New York, September 4, 2001—The Committee to Protect Journalists (CPJ) today expressed its deep concern about the Lebanese army’s recent lawsuit against two journalists working with the leading Lebanese daily newspaper Al-Nahar.

On August 31, Al-Nahar was informed that the army had taken legal action against Joseph Nasr, the paper’s editor, and Raffi Madian, an opposition political figure who had contributed an article to the paper’s August 9 edition arguing against compulsory military service in Lebanon. The piece called for Lebanon to adopt a professional army and discussed the hardships of conscription.

The two men were accused of defaming the army, but it is uncertain what penalties they face. According to a source at Al-Nahar, the case, which is set for October 13, will be tried in a Lebanese press court.

“Nasr and Madian are being unjustly prosecuted for their journalistic work,” said CPJ executive director Ann Cooper. “Unwarranted lawsuits such as these—particularly brought by the military—can only have a chilling effect on the media. The army should withdraw this suit immediately.”

Military cracks down on press
The case against Al-Nahar comes just one week after the army issued a separate lawsuit on August 24 against the Paris-based weekly Al-Watan Al-Arabi. The magazine published an article alleging that members of the Syrian armed forces, which have about 20,000 troops stationed in Lebanon, disguised themselves by wearing Lebanese army uniforms.

The lawsuit followed a series of large-scale arrests of Christians who oppose Syria’s military presence in Lebanon. About 250 individuals were detained in August alone.

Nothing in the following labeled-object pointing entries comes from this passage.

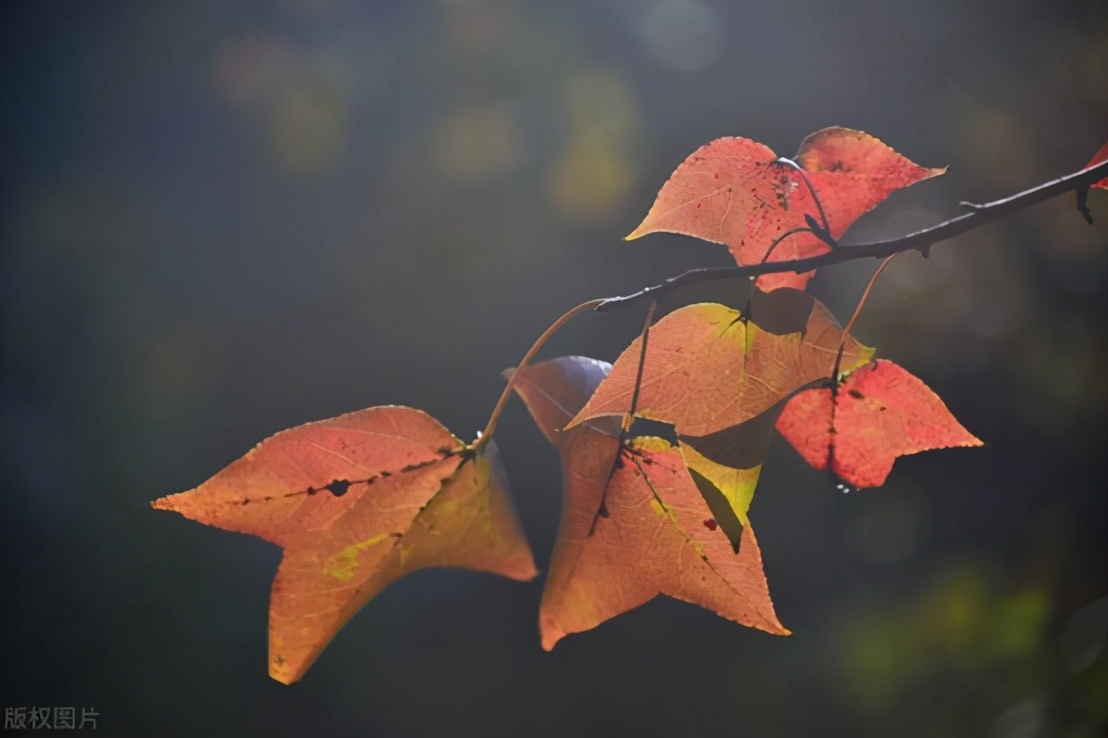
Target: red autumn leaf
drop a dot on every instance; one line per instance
(658, 535)
(738, 193)
(881, 412)
(1097, 159)
(707, 369)
(357, 502)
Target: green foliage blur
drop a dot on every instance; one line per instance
(219, 219)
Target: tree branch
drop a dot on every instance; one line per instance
(921, 241)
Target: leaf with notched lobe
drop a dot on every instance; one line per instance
(736, 192)
(357, 502)
(658, 536)
(881, 412)
(707, 369)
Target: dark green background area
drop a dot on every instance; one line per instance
(219, 219)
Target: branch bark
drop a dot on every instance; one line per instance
(921, 241)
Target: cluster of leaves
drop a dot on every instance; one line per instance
(649, 508)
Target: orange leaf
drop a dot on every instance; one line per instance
(881, 412)
(738, 193)
(357, 502)
(707, 369)
(1097, 159)
(658, 535)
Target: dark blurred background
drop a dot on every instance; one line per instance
(221, 219)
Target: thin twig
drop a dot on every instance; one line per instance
(602, 510)
(494, 416)
(920, 241)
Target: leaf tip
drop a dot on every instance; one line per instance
(167, 502)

CPJ also remains troubled that journalists Antoine Bassil and Habib Younes, who were arrested in mid-August and charged with having illegal contact with Israeli officials, may have been detained because of their work

Lebanon considers itself to be at war with Israel and bans any dealing with the Jewish state. The charge carries a minimum prison sentence of 15 years, and possibly the death penalty. CPJ published an alert about the case on August 21 [See August 21 news alert].